最果て(漫喫)

家は好きだ。でも家に一人でいるときは本当にひどい気分だといつも思う。

寂しいってことなのだと気づく。人は誰かの存在を感じたくなったり誰かに存在を感じてほしくなったりしたときの気持ちを寂しいと表現するものだと知っている。しかし寂しみの当事者になった自覚は全くと言っていいほど無い。寂しい。私が。ふむ、人は、寂しいと思うものなんだね。

こういうときはいつも宛てもなく歩く。街行く人たちの談笑や車の排気音、夜更けまでやっているお店の明かりを気が済むまで浴びたら、少し身体が温かくなる気がする。

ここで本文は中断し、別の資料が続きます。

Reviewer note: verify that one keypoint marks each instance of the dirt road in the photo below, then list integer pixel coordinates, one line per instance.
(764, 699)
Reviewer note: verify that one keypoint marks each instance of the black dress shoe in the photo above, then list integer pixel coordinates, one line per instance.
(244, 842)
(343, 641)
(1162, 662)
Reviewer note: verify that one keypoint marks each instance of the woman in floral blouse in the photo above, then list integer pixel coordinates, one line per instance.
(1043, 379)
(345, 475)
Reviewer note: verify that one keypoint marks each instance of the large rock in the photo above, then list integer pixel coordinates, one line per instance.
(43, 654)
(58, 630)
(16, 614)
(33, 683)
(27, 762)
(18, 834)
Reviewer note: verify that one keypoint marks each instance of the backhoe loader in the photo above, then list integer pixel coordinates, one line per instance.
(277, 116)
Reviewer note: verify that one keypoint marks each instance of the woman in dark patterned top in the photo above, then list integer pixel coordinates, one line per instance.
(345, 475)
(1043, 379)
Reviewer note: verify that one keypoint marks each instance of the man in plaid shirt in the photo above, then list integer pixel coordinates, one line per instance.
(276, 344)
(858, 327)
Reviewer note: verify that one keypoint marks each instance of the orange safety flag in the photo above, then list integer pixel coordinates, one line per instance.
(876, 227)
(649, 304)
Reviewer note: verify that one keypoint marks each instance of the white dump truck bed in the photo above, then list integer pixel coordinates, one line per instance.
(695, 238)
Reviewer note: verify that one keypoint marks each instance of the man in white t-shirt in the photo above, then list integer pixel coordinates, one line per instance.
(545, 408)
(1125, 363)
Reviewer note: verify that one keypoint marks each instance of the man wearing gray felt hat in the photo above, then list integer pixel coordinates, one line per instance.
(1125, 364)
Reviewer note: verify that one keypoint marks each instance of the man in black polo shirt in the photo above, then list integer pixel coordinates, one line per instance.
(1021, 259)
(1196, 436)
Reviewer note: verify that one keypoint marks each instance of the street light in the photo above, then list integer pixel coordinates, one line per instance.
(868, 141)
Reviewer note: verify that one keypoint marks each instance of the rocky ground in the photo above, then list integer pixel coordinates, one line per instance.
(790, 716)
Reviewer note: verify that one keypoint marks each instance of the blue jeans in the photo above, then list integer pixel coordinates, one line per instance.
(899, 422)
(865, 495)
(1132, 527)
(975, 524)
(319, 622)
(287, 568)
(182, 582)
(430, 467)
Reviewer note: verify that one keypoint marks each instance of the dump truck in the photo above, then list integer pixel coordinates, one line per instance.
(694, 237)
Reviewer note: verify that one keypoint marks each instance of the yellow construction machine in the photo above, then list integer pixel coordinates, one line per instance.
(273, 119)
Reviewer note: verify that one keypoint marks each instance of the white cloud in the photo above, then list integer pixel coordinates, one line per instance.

しかし昨日はもう少し足も手も伸ばして、漫画喫茶に行った。漫画喫茶は良い。独りの自分が保たれたまま、そこかしこに誰かの気配を感じる。誰かの寝息さえ聞こえる。そういった空間は意外と他にはない。それに漫画も読み放題だ。共感の伴わないNANAは他人事だがそれなりに笑えなくて、良い意味で心がざわつく。

少し疲れたと思って退店すると、午前4時だった。とぼとぼと帰路に就く。家に着いたらすぐに眠れる気がして、心は軽かった。良い夜を過ごした。また行きたい。